Pflichtteilsansprüche sind auch bei ungewissen Verbindlichkeiten zu bedienen (OLG Koblenz)

18.12.2020

Werden Pflichtteilsberechtigte im Rahmen testamentarischer Verfügungen nicht bedacht bzw. wird das Zugewandte durch den Pflichtteilsberechtigten ausgeschlagen, stehen dem Pflichtteilsberechtigten grundsätzlich Pflichtteilsansprüche zu.  

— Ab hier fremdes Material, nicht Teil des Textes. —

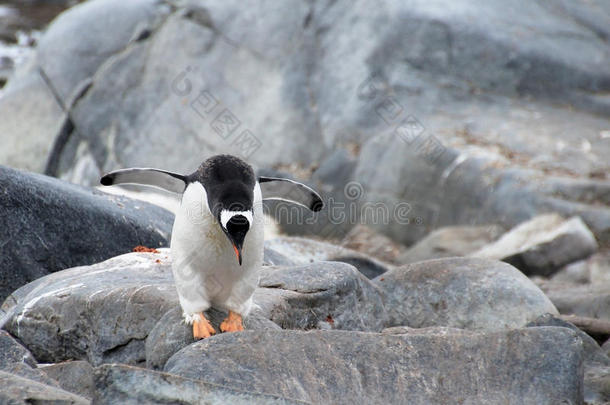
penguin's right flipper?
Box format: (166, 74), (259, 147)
(100, 168), (187, 194)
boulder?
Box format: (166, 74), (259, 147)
(0, 0), (610, 248)
(265, 236), (394, 278)
(254, 262), (387, 331)
(341, 225), (405, 264)
(0, 166), (173, 301)
(3, 249), (178, 365)
(94, 364), (302, 405)
(146, 306), (281, 370)
(471, 214), (597, 276)
(0, 371), (91, 405)
(0, 248), (386, 368)
(540, 282), (610, 321)
(0, 330), (36, 370)
(0, 330), (59, 387)
(373, 258), (558, 330)
(40, 360), (95, 399)
(397, 225), (502, 264)
(527, 314), (610, 404)
(165, 327), (583, 404)
(584, 365), (610, 405)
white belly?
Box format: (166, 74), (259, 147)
(171, 183), (264, 319)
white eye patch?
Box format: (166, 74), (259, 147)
(220, 210), (252, 229)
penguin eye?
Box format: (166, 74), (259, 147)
(226, 215), (250, 234)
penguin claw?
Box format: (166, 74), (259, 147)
(193, 312), (216, 339)
(220, 311), (244, 332)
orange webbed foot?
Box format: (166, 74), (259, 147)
(193, 312), (216, 339)
(220, 311), (244, 332)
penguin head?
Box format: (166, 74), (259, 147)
(189, 155), (256, 265)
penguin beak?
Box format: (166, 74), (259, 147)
(233, 244), (241, 266)
(223, 215), (250, 266)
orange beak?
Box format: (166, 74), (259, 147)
(233, 245), (241, 266)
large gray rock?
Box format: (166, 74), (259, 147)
(540, 282), (610, 321)
(0, 330), (36, 370)
(2, 249), (178, 365)
(0, 371), (91, 405)
(265, 236), (394, 278)
(471, 214), (597, 276)
(0, 249), (387, 368)
(528, 314), (610, 404)
(373, 258), (558, 330)
(95, 364), (301, 405)
(0, 330), (59, 387)
(165, 328), (583, 404)
(0, 0), (610, 244)
(146, 306), (281, 370)
(146, 262), (387, 369)
(353, 134), (610, 245)
(0, 166), (173, 301)
(397, 225), (502, 264)
(254, 262), (387, 331)
(341, 225), (406, 263)
(40, 360), (95, 399)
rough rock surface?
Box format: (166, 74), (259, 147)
(397, 225), (502, 264)
(265, 236), (394, 278)
(341, 225), (405, 263)
(0, 371), (91, 405)
(146, 306), (281, 370)
(40, 360), (95, 399)
(373, 258), (558, 330)
(0, 245), (386, 368)
(527, 314), (610, 404)
(95, 364), (301, 405)
(165, 327), (582, 404)
(2, 249), (178, 365)
(0, 330), (59, 387)
(254, 262), (386, 331)
(472, 214), (597, 276)
(0, 166), (174, 301)
(0, 0), (610, 244)
(540, 282), (610, 321)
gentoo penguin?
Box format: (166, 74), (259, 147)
(101, 155), (323, 339)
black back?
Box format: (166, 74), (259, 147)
(187, 155), (256, 218)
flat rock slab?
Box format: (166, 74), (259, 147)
(0, 371), (91, 405)
(3, 249), (178, 365)
(94, 364), (302, 405)
(255, 262), (387, 331)
(0, 166), (174, 301)
(472, 214), (597, 276)
(397, 225), (502, 264)
(165, 327), (583, 404)
(265, 236), (394, 278)
(146, 306), (281, 370)
(373, 258), (558, 330)
(541, 282), (610, 321)
(40, 360), (95, 399)
(0, 249), (387, 368)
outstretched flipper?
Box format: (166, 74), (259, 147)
(258, 176), (324, 212)
(100, 168), (187, 194)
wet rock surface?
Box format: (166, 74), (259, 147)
(0, 234), (606, 403)
(165, 328), (582, 404)
(472, 214), (597, 276)
(0, 167), (173, 301)
(373, 258), (558, 330)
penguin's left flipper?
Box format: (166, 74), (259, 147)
(258, 176), (324, 212)
(100, 168), (187, 193)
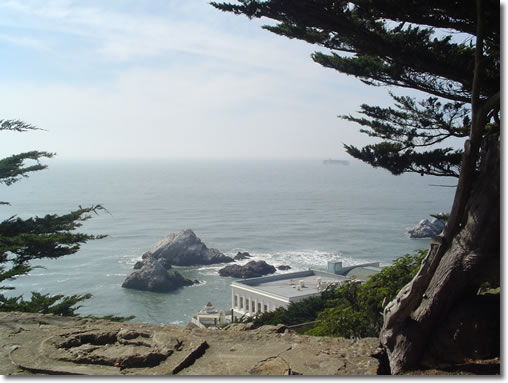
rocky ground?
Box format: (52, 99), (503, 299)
(0, 313), (379, 375)
(0, 313), (500, 376)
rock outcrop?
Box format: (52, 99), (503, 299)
(407, 218), (445, 238)
(233, 251), (252, 261)
(122, 258), (194, 292)
(143, 229), (233, 266)
(219, 261), (276, 278)
(0, 312), (379, 376)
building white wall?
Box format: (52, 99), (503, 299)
(231, 286), (289, 318)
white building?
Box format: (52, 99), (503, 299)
(231, 270), (350, 318)
(191, 302), (231, 328)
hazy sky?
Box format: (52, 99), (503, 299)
(0, 0), (408, 158)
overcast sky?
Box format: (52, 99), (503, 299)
(0, 0), (402, 158)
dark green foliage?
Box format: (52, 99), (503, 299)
(0, 205), (104, 289)
(341, 94), (471, 177)
(212, 0), (500, 177)
(307, 250), (427, 337)
(0, 120), (104, 316)
(253, 250), (427, 337)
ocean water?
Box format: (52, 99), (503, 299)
(0, 159), (456, 325)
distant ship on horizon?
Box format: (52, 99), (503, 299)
(323, 158), (349, 165)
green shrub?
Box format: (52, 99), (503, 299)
(252, 250), (427, 337)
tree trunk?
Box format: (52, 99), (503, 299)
(380, 134), (500, 374)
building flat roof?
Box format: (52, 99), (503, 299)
(232, 270), (349, 301)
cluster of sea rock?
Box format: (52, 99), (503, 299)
(122, 229), (290, 292)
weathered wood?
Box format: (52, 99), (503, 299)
(380, 135), (500, 374)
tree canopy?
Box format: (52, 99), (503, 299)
(212, 0), (501, 374)
(0, 120), (104, 315)
(212, 0), (500, 177)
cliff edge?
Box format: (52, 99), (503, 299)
(0, 313), (379, 375)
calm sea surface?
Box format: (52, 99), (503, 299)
(0, 159), (455, 325)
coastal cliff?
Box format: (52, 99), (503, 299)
(0, 313), (379, 375)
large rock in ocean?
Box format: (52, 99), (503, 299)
(219, 261), (276, 278)
(407, 218), (445, 238)
(143, 229), (233, 266)
(122, 258), (194, 292)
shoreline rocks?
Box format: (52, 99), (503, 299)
(122, 229), (233, 292)
(219, 261), (276, 278)
(143, 229), (233, 266)
(233, 251), (252, 261)
(122, 259), (195, 292)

Diese Ansprüche wurden vorliegend durch die Erbin nicht bestritten, allerdings wurde von der Erbin geltend gemacht, dass gegenüber dem Nachlass vorrangig noch eine zweifelhafte Forderung von rund 57.000,00 € bestehe, sodass sie sich nicht in der Lage sehe, die Höhe der berechtigten Ansprüche der Pflichtteilsberechtigten zutreffend zu beziffern.  

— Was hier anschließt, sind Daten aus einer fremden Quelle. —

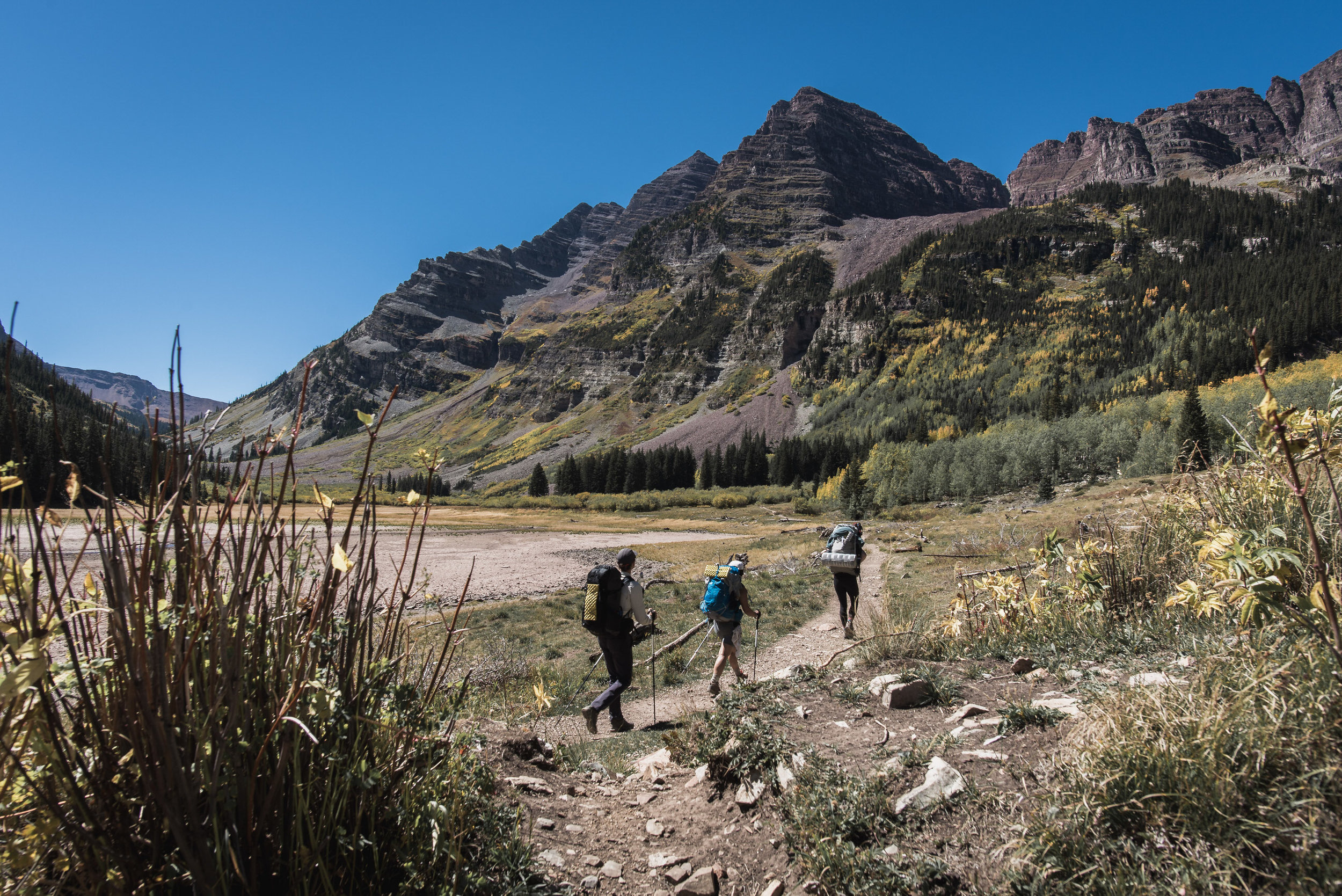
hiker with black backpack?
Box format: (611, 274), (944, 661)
(582, 547), (657, 734)
(699, 554), (760, 696)
(820, 523), (867, 641)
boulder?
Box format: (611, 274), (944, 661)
(675, 868), (718, 896)
(880, 679), (931, 710)
(662, 861), (694, 884)
(633, 747), (674, 781)
(504, 775), (555, 794)
(1127, 672), (1188, 688)
(867, 675), (901, 697)
(737, 781), (768, 809)
(648, 853), (689, 868)
(946, 703), (989, 724)
(895, 756), (965, 815)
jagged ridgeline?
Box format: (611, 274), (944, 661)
(801, 181), (1342, 501)
(0, 330), (150, 507)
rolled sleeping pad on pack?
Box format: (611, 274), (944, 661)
(820, 551), (858, 571)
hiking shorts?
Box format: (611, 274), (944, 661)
(713, 620), (741, 646)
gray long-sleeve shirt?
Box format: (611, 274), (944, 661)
(620, 576), (652, 625)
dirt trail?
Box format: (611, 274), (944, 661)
(537, 544), (887, 743)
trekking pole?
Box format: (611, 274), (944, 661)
(750, 613), (762, 681)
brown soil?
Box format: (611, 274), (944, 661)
(483, 549), (1084, 896)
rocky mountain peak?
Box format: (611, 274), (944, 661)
(1007, 45), (1342, 205)
(581, 150), (718, 286)
(708, 87), (1000, 231)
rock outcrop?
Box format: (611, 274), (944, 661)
(581, 151), (718, 285)
(706, 87), (1007, 231)
(1007, 46), (1342, 205)
(54, 366), (228, 421)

Nachdem der Dritte seine zweifelhafte Forderung fallen ließ, wurde von der Erbin der aus ihrer Sicht berechtigte Zahlungsanspruch beziffert und ausgeglichen. Über den danach offenen Restbetrag haben sich die Parteien im Vergleichswege verständigt, über die Kosten des Rechtsstreits sollte das Gericht entscheiden. Die Kosten wurden überwiegend der Erbin auferlegt. Die hiergegen von der Erbin eingelegte sofortige Beschwerde blieb ohne Erfolg.  

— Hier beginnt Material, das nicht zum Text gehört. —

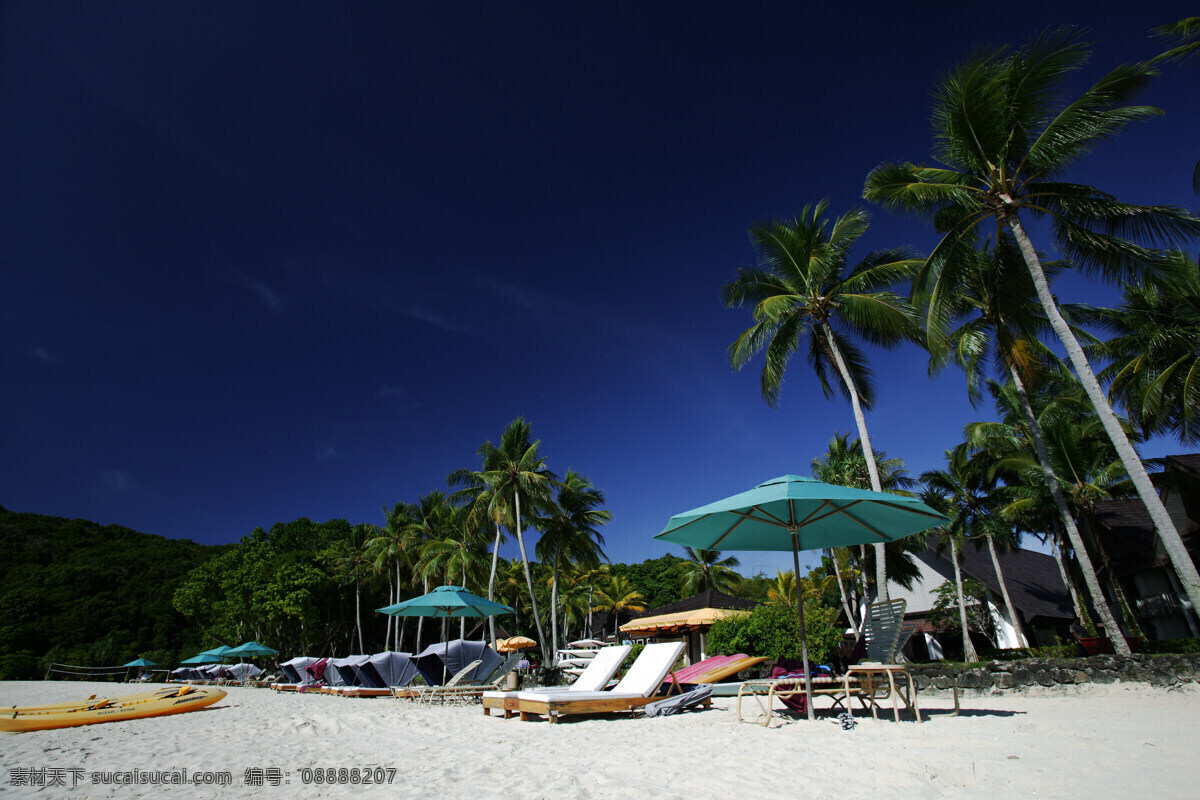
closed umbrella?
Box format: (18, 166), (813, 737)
(376, 585), (512, 682)
(655, 475), (949, 720)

So entschied das OLG Koblenz (Beschluss vom 14.08.2020, 12 W 173/20), dass nach § 2313 I 1, II 1 BGB ungewisse Verbindlichkeiten, wie sie vorliegend durch den Dritten geltend gemacht wurden, bei der Feststellung des Nachlasswerts außer Betracht bleiben. Damit hatte die Pflichtteilsberechtigte im gerichtlichen Verfahren die ihr zustehenden Ansprüche im wesentlichen zutreffend beziffert und die Erbin durfte zu diesem Zeitpunkt den Ansprüchen der Pflichtteilsberechtigen nicht die ungewissen Verbindlichkeiten entgegenhalten. Der Gesetzeswortlaut ist insofern eindeutig. So sieht das Gesetz eine Risikoverteilung dahingehend vor, dass die Erbin zunächst den unter Außerachtlassung der ungewissen Verbindlichkeit berechneten Pflichtteils- und Pflichtteilsergänzungsanspruch auszugleichen hat. Sollte sich dann später herausstellen, dass die Forderung des Dritten berechtigt ist, kann ein Rückforderungsanspruch in Höhe des überzahlten Betrages gegenüber dem Pflichtteilsberechtigten geltend gemacht werden, § 2313 I 3 BGB. Das Risiko, dass sich dieser Rückzahlungsanspruch nicht mehr realisieren lässt, hat dabei der Erbe zu tragen.